Os textos jurídicos, como um todo, não servem só para informar ou noticiar um fato a ser tutelado pelo Direito, mas também para persuadir, convencer e argumentar, já que se prestam ao livre convencimento do magistrado. Além disso, o próprio Direito se expressa pelas leis, por meio da língua escrita.
Quando se trata da língua escrita, tem-se especial atenção ao uso da norma padrão e da norma culta no ambiente jurídico, dada a sua formalidade, sendo impossível esquecer do uso da vírgula, um simples sinal de pontuação, que pode mudar todo o contexto! Não são raros os momentos em que frases como “Esse, juiz, é o corrupto!” aparecem em nosso cenário. Não obstante, é comum depararmos com a escrita: “Esse juiz é o corrupto.”, quando, na verdade, almejava-se falar como na primeira assertiva. Ainda a exemplo, imaginemos um caso em que um cliente está esperando uma resposta de seu advogado(a) e receba a seguinte mensagem: “Vamos perder, nada foi resolvido.”; quando, na verdade, deveria receber isto: “Vamos perder nada, foi resolvido!”. Não bastassem esses exemplos, a vírgula ainda é capaz de absolver ou condenar: “Não tenha clemência!”, ou então, “Não, tenha clemência!”.
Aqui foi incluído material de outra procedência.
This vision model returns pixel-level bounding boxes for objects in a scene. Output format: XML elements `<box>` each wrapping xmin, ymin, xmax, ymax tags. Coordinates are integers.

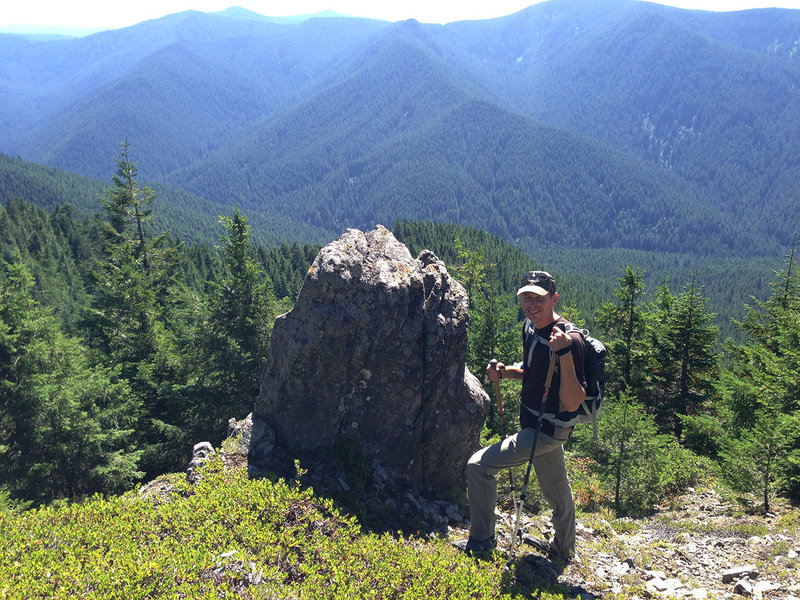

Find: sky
<box><xmin>0</xmin><ymin>0</ymin><xmax>800</xmax><ymax>29</ymax></box>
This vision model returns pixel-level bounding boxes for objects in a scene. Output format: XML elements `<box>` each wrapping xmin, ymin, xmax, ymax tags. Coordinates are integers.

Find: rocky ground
<box><xmin>455</xmin><ymin>491</ymin><xmax>800</xmax><ymax>600</ymax></box>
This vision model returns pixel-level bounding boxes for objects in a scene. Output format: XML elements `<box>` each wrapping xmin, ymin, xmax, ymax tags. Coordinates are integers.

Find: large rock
<box><xmin>250</xmin><ymin>225</ymin><xmax>489</xmax><ymax>490</ymax></box>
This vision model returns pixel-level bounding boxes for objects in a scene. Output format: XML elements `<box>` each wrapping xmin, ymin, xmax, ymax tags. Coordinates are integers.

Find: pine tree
<box><xmin>0</xmin><ymin>255</ymin><xmax>141</xmax><ymax>503</ymax></box>
<box><xmin>83</xmin><ymin>141</ymin><xmax>188</xmax><ymax>476</ymax></box>
<box><xmin>597</xmin><ymin>266</ymin><xmax>650</xmax><ymax>395</ymax></box>
<box><xmin>720</xmin><ymin>238</ymin><xmax>800</xmax><ymax>504</ymax></box>
<box><xmin>649</xmin><ymin>275</ymin><xmax>718</xmax><ymax>439</ymax></box>
<box><xmin>198</xmin><ymin>209</ymin><xmax>277</xmax><ymax>439</ymax></box>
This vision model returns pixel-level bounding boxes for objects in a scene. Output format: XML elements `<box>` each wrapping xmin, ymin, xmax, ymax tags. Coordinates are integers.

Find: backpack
<box><xmin>524</xmin><ymin>319</ymin><xmax>607</xmax><ymax>440</ymax></box>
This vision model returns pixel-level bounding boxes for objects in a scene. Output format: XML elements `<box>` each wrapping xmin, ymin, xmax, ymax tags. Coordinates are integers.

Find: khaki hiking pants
<box><xmin>467</xmin><ymin>427</ymin><xmax>575</xmax><ymax>557</ymax></box>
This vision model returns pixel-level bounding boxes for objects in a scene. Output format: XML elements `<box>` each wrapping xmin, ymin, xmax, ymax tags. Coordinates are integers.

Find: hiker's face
<box><xmin>519</xmin><ymin>292</ymin><xmax>558</xmax><ymax>327</ymax></box>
Sendo, então, o uso adequado da língua tão importante para o ramo jurídico, por que não se estuda com mais ênfase, tanto na academia, como fora dela, a Língua Portuguesa, suas normas e sentidos? Ou, acaso se entende que os estudos primários, estruturais e gramaticais do ensino fundamental e médio são suficientes para compreensão e uso correto da língua em âmbito profissional ? Certamente não. O fato é: dependemos da língua para a atividade profissional diária e nem sempre a compreendemos em sua amplitude e funcionamento.
Não estou afirmando que se deva deixar de ler as Leis e passar a estudar a língua e suas teorias (o que seria salutar para toda e qualquer pessoa que se comunique através da língua). Trata-se, apenas, de uma reflexão ou análise pessoal, de uma advogada, feita a partir de muitas horas de estudo, debruçada sobre o estudo da Linguística e suas diversas ramificações (Gramática, Semântica, Sociolinguística, Pragmática, Análise de Discurso, entre outras).
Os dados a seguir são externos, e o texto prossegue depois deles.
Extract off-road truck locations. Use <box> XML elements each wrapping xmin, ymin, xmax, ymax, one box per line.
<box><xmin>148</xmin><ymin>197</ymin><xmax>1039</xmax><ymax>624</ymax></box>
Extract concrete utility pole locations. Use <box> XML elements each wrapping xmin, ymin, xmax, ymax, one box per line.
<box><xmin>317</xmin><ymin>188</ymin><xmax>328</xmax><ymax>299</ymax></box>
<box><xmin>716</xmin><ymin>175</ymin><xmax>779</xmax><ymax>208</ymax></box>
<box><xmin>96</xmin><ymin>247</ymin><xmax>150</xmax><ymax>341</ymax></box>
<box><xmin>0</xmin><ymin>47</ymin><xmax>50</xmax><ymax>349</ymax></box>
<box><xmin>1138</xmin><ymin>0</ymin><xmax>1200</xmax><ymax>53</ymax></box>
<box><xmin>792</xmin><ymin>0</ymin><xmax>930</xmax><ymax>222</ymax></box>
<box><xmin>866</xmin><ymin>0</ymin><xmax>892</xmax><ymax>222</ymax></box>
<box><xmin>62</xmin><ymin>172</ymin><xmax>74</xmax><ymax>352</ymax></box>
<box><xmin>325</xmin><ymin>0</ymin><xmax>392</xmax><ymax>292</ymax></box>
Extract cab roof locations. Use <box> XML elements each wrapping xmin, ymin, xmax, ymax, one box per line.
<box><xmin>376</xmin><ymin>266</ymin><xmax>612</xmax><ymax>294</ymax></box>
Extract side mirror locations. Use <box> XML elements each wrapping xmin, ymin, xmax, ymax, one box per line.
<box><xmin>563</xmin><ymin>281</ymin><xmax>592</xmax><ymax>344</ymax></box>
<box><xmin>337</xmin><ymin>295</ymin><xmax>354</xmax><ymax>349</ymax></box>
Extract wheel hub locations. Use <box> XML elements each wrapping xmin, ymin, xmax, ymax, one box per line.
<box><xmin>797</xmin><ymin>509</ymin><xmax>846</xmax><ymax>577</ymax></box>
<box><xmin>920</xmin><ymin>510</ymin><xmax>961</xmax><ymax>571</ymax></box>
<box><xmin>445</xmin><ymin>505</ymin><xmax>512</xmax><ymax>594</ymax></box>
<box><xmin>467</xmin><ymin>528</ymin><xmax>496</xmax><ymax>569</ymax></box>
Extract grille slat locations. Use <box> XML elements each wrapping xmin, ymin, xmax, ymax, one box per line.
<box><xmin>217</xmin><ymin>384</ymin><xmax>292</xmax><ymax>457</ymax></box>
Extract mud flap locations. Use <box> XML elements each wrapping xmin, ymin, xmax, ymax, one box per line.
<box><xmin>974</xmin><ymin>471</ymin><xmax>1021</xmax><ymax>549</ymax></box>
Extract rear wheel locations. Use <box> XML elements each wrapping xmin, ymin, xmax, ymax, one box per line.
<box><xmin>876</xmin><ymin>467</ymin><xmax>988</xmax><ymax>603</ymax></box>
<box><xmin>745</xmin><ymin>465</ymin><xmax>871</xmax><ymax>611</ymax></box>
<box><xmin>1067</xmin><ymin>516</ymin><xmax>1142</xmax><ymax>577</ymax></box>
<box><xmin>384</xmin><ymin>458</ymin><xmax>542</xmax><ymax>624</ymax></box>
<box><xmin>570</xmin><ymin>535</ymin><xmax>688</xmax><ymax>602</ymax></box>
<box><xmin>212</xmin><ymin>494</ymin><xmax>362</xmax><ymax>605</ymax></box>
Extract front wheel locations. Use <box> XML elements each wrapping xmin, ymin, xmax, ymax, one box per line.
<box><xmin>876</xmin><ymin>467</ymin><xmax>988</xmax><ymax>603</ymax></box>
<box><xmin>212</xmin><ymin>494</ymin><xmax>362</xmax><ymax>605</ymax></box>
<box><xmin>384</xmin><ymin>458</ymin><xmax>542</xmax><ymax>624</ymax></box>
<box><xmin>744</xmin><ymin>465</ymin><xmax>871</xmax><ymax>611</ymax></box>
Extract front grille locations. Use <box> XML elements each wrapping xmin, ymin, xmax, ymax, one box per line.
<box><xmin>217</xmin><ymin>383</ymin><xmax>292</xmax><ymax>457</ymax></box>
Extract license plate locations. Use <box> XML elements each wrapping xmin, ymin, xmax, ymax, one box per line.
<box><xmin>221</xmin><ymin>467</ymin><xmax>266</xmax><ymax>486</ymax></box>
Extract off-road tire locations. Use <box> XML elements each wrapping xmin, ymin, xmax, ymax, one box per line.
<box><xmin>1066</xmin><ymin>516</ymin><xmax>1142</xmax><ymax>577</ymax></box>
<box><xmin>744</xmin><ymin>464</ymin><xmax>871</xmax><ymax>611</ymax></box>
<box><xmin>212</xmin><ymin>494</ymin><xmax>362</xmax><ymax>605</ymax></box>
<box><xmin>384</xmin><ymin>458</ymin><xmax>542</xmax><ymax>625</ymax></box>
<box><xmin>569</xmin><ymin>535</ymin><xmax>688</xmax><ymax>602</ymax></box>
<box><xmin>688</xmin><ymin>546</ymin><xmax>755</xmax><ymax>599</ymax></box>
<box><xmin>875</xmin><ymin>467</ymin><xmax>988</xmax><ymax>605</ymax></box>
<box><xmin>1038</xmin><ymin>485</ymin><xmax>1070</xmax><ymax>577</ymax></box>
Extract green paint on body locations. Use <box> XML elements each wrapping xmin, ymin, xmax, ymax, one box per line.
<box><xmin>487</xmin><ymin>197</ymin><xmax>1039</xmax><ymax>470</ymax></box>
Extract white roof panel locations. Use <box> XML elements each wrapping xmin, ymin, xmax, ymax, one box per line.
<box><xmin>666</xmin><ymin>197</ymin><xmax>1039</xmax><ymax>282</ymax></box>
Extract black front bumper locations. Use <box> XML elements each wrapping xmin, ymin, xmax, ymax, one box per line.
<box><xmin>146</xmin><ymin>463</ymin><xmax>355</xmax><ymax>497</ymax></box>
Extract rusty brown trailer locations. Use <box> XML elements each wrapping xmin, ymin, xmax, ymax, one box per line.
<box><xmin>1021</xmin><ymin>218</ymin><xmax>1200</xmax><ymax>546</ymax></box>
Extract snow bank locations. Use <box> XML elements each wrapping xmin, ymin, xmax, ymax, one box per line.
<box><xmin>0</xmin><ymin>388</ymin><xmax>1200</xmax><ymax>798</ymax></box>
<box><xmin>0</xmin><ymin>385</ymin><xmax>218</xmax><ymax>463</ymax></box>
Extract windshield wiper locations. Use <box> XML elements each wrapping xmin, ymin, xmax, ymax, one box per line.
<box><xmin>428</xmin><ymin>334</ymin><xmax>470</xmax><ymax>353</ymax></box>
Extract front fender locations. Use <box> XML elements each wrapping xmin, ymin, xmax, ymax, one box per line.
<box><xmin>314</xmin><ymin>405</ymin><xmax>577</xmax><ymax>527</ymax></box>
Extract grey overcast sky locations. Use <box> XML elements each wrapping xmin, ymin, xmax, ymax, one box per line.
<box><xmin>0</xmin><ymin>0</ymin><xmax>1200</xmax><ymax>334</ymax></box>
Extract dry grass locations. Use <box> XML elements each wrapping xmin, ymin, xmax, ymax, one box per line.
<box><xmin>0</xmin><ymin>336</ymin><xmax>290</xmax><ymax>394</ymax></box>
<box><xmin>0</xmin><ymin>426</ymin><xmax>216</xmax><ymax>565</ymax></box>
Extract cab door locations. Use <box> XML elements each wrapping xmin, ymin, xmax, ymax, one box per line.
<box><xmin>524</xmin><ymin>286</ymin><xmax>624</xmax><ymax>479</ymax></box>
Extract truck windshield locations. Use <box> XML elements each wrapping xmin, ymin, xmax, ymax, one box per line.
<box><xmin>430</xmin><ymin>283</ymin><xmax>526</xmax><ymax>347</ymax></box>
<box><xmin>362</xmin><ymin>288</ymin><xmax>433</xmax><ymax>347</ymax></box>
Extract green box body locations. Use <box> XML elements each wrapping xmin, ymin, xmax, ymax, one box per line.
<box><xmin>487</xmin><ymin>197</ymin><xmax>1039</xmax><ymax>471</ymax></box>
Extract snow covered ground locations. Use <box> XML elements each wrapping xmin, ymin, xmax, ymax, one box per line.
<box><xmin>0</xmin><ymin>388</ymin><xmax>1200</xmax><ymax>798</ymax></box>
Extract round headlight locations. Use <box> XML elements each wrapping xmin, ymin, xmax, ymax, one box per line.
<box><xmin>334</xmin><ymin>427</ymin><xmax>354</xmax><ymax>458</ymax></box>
Compreender a língua é, com toda certeza, um divisor de águas a qualquer falante. Entender seu funcionamento, normas e os efeitos de sentidos entre as partes envolvidas, revela o poder no uso adequado das palavras selecionadas no dia a dia profissional, fazendo-a cumprir a finalidade proposta e a compreensão correta do interlocutor a quem é dirigida.
Fica aqui, pois, meu convite à toda a sociedade; em especial, aos meus pares, colegas advogados, para que nos debrucemos sobre o estudo da Língua Portuguesa e suas normas – nossa principal ferramenta/meio de trabalho, aprimorando nossas manifestações, sejam elas escritas ou oralizadas, para que produzamos a interpretação a que foram destinados e alcancemos, assim, a visada justiça.